# Entitlements after qualifying for Medical Card



## slookie (15 Aug 2012)

Hi all, just a brief background. We just got approved for a medical card in the last few weeks...we had applied a year or two ago, but were something like a few euro over or something . Anyway, since having a newborn, and herself out on maternity leave, our situation has changed and we have been approved for one.
Having never had one before, and it's due for review in April 2013, I'm going to make the most of it.

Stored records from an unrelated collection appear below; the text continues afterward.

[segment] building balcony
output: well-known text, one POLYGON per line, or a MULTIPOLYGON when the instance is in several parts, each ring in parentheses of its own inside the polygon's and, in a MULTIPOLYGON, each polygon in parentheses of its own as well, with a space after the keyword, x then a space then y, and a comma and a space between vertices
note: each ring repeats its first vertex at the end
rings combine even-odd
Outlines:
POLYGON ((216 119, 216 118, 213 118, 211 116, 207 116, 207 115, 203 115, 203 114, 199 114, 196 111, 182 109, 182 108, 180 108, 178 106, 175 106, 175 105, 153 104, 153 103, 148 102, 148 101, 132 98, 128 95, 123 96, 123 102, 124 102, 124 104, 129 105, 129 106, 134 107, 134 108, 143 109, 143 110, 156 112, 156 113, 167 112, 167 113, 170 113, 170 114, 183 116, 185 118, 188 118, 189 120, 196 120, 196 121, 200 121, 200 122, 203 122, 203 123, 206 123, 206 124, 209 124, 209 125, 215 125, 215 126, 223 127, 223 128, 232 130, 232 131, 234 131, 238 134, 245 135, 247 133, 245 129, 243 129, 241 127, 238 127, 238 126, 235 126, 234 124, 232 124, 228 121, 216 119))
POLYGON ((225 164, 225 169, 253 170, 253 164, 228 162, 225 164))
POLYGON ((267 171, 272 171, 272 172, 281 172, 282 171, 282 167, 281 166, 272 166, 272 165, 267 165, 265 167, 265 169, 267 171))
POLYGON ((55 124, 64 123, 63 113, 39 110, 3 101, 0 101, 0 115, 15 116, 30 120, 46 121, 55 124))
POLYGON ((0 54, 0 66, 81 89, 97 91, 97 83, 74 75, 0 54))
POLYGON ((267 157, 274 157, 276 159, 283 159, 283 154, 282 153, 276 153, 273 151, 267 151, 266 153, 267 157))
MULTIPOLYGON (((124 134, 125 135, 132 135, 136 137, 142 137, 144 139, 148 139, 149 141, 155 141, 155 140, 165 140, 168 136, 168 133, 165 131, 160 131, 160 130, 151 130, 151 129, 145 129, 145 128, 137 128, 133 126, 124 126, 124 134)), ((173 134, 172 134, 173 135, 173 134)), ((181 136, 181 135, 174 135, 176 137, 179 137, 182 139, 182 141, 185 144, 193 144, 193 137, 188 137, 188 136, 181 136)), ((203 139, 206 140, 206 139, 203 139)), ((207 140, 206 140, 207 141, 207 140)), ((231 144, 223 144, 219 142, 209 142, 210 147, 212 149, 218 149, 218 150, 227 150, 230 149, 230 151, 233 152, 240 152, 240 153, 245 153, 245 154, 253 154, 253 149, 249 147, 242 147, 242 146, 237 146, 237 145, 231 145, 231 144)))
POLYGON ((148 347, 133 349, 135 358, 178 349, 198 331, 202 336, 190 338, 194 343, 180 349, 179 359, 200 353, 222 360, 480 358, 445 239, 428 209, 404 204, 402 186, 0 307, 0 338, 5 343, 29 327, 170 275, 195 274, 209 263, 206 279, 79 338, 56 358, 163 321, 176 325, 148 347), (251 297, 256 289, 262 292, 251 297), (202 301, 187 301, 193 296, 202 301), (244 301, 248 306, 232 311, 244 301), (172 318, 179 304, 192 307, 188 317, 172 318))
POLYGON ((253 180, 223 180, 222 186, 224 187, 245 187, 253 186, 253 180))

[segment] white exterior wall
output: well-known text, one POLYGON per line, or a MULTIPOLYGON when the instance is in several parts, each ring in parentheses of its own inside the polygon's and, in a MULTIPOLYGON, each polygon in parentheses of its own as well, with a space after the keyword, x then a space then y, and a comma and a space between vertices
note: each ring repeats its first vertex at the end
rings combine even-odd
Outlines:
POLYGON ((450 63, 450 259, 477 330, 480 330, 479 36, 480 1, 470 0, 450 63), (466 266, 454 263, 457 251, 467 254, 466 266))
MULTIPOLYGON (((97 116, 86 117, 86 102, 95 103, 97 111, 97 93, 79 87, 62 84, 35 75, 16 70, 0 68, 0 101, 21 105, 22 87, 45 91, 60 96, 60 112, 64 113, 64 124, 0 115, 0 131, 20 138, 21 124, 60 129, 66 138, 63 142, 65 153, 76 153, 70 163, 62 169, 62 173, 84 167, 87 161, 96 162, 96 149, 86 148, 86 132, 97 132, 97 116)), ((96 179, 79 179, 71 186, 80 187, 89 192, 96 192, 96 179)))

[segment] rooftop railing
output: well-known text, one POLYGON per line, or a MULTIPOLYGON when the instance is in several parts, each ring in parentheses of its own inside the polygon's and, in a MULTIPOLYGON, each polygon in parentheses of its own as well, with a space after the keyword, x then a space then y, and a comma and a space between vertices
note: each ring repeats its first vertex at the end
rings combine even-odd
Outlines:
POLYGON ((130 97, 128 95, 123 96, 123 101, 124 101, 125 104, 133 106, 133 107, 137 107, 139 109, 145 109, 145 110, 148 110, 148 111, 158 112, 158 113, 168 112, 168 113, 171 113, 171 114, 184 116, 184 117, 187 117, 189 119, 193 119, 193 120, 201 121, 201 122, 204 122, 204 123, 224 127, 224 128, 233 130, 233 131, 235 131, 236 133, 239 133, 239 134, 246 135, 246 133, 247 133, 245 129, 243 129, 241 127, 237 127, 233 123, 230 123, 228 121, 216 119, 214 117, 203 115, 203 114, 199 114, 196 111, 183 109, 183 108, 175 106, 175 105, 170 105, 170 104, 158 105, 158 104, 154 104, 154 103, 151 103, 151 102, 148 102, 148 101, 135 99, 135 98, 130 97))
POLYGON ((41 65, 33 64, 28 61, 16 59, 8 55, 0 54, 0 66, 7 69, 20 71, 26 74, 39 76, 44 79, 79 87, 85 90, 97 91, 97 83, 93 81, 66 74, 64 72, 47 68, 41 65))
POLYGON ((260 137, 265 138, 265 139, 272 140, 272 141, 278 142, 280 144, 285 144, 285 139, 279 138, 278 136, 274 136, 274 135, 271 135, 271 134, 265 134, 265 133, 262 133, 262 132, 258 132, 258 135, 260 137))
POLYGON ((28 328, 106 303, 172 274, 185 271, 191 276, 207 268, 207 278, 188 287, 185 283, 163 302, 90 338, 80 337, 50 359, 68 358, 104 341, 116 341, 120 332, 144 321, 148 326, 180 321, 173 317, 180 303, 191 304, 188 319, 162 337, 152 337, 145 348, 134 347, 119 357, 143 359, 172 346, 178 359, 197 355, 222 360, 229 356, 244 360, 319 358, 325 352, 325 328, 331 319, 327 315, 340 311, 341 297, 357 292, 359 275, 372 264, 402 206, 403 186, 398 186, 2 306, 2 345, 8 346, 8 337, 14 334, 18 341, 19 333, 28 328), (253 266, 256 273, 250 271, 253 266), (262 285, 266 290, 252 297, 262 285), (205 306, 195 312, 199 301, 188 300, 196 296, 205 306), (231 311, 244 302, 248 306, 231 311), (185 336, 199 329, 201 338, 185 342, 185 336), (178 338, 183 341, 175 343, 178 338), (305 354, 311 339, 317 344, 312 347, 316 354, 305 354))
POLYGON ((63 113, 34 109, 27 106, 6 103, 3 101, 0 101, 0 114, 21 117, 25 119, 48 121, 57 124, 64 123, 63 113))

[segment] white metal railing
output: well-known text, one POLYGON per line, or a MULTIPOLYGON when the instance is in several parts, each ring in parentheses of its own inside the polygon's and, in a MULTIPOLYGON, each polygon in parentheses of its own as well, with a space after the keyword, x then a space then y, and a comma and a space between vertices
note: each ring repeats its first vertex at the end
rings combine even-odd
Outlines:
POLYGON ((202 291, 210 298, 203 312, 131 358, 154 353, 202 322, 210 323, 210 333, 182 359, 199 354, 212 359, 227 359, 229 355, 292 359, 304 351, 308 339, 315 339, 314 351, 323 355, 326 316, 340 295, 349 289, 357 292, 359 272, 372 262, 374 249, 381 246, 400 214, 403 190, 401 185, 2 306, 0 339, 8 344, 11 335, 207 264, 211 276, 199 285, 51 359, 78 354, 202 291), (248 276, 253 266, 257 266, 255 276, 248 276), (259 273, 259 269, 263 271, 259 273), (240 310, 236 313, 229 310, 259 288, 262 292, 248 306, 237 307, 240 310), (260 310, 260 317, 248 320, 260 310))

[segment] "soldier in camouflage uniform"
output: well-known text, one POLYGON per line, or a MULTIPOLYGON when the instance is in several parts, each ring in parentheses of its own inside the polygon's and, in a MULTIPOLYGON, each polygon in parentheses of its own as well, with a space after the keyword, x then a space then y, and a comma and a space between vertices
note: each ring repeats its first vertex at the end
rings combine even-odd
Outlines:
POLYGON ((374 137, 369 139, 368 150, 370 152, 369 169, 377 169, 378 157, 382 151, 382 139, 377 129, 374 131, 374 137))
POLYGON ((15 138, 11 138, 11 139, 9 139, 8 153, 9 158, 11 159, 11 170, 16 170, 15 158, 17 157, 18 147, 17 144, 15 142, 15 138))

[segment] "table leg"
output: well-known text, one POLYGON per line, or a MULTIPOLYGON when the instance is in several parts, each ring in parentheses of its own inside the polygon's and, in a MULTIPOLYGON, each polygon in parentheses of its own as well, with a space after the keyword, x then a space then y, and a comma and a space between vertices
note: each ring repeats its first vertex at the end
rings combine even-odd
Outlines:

So what am I entitled to? Can I get my teeth, cleaned, any fillings I might need etc? Also, I'm a smoker and have done loads of research on packing them in. Loads of people swear by Champix which is only available on prescription. Normally would cost me €40 for the doctor, and think the tablets are between €150 and €200 per month....so with the card, would I be entitled to all this for free? 
Don;t mean to sound like a sponge, but there are plenty of people in the country milking the system, so I intend on making the most of it. Any advice appreciated.


----------



## Sandals (15 Aug 2012)

Paid €80 to have my teeth cleaned every year in August....seen a sign saying €40 with medical card .


----------



## Subtitle (15 Aug 2012)

You're entitled to a dental check up and up to two fillings every two years as well as extractions as far as I know. 
Your GP visits will be free


----------



## slookie (15 Aug 2012)

Thanks for that, I wonder are cleanings included?


----------



## Subtitle (15 Aug 2012)

Open to correction here but I don't think a cleaning by the hygienist is included


----------



## Juliel (15 Aug 2012)

cleaning cost me €40 on my card. all medical scripts are free - 50cent charge and its worth noting that there are quite a few of over the counter medicines included- e.g paracetamol, clonfolic, dry skin creams, shampoo's, baby pain relief brufin (neurofin) and paralink sups. My advice don't be afraid to ask your doc !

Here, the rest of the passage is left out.